This week we start out with the Christian traditions. Halloween comes from All Hallows Eve, which is the day that the Christians spent honoring the dead and the old saints. It is considered a Holy Day of Obligation. One way they honored the dead was by ringing bells. Why bells are honoring, I don’t know. Maybe in the past, it was more a gesture, than the sound. That I can understand.
The traditions we see today, the dressing up and ringing of doorbells, getting treats or gifts, all come from a mixture of old traditions as you can see. It wasn’t until the Irish and Scottish immigrants began to make their way to America that the real celebrations began to take effect. Their stories of magic and otherworldly creatures livened up the events, so to speak. Thank you Irish and Scottish immigrants.

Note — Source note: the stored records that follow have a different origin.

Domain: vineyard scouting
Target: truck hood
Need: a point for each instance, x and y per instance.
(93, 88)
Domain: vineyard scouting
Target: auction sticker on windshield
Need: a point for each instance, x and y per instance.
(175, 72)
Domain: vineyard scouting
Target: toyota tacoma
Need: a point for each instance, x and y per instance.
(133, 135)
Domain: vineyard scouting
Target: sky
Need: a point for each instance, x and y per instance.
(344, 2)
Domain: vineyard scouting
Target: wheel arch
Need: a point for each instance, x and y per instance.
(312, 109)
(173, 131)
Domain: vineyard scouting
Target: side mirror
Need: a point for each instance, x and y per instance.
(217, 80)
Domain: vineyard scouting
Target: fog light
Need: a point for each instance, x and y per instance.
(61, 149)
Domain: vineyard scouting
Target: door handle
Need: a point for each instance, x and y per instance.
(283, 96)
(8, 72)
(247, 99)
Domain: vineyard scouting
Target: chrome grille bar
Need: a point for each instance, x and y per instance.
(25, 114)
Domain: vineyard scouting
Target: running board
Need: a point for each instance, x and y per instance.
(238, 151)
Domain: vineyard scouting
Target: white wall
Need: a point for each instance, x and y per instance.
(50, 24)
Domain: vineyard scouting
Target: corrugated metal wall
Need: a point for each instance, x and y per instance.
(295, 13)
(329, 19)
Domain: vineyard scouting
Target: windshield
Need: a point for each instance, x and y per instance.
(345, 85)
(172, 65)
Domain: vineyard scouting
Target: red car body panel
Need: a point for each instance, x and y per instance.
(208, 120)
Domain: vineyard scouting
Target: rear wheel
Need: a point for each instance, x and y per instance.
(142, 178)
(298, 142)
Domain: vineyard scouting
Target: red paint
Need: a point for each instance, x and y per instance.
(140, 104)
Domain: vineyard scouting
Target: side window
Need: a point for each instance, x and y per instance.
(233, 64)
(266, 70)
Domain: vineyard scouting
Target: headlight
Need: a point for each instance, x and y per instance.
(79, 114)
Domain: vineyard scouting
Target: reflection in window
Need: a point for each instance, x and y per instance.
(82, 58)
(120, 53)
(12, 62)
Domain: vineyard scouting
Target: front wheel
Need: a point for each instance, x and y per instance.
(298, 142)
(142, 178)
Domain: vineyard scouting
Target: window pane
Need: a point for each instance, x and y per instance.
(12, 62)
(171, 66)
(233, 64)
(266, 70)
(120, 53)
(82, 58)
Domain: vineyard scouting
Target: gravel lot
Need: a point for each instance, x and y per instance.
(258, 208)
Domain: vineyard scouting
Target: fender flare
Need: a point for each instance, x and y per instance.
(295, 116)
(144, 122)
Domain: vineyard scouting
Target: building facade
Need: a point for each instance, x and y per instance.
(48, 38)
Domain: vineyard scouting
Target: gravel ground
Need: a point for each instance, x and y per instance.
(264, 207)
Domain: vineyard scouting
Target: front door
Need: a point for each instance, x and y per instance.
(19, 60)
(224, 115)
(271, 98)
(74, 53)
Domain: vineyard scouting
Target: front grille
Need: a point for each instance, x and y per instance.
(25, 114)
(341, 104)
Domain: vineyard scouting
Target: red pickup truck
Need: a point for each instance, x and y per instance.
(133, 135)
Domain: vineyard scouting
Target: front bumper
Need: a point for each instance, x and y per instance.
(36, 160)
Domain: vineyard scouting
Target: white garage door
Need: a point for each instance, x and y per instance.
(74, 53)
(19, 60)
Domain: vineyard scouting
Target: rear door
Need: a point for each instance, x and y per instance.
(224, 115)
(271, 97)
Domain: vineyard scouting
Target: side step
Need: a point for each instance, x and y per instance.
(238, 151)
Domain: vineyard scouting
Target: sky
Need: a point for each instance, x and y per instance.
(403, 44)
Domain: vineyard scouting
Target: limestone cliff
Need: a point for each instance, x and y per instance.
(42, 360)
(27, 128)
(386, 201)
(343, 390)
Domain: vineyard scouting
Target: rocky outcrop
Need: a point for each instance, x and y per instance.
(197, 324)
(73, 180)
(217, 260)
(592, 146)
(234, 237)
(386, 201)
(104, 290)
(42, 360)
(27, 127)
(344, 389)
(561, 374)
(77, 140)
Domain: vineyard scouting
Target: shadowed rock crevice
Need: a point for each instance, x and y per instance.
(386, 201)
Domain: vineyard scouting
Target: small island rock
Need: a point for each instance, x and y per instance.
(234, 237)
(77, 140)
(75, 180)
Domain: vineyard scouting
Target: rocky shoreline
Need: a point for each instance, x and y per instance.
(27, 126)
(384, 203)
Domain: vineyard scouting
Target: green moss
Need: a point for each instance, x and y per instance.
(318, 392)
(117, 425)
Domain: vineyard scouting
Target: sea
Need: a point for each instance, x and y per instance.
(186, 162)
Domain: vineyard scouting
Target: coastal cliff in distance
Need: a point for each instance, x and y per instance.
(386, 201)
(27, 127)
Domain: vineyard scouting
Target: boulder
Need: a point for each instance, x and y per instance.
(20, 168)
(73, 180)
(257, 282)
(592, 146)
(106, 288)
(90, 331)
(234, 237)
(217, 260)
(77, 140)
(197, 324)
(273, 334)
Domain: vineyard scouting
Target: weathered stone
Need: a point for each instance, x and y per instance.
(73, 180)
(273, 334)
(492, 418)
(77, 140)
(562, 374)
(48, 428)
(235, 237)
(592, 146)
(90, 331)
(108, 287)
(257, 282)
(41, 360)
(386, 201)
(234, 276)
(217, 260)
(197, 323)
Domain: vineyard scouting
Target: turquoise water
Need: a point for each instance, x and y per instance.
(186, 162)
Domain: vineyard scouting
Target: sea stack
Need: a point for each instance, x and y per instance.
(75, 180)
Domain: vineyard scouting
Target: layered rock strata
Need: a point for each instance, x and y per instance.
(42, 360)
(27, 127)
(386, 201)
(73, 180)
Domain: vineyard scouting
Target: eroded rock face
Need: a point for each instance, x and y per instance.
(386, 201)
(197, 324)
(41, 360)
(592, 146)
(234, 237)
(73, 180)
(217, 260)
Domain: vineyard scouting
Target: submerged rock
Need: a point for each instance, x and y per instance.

Moving on to The Chinese traditions. They hold the Festival of Hungry Ghosts (Yue Lan). Instead of dressing in costumes to hide from the evil spirits, they would give gifts to provide them comfort in hopes of making them go back where they belong.
In Japan, they celebrate the Bon Festival, which is a Buddhist Holiday to honor the deceased ancestors. They have out-door festivals to celebrate. They all visits the graves of their families in order to clean them and show them respect and honor. Then at sunset they light lanterns and put them in bodies of waters, to float away. It’s a symbolic gesture of the spirits returning to the otherworld once again.
Romanians, however, have one of my favorite celebrations. They celebrate the story of Dracula. Woo Hoo! It says they “believe” as in the present tense, that he still comes to haunt the towns from time to time. He stays in the area because he likes the environment where so many of the witch trials took place. Creepy! Yet, fantastic as well.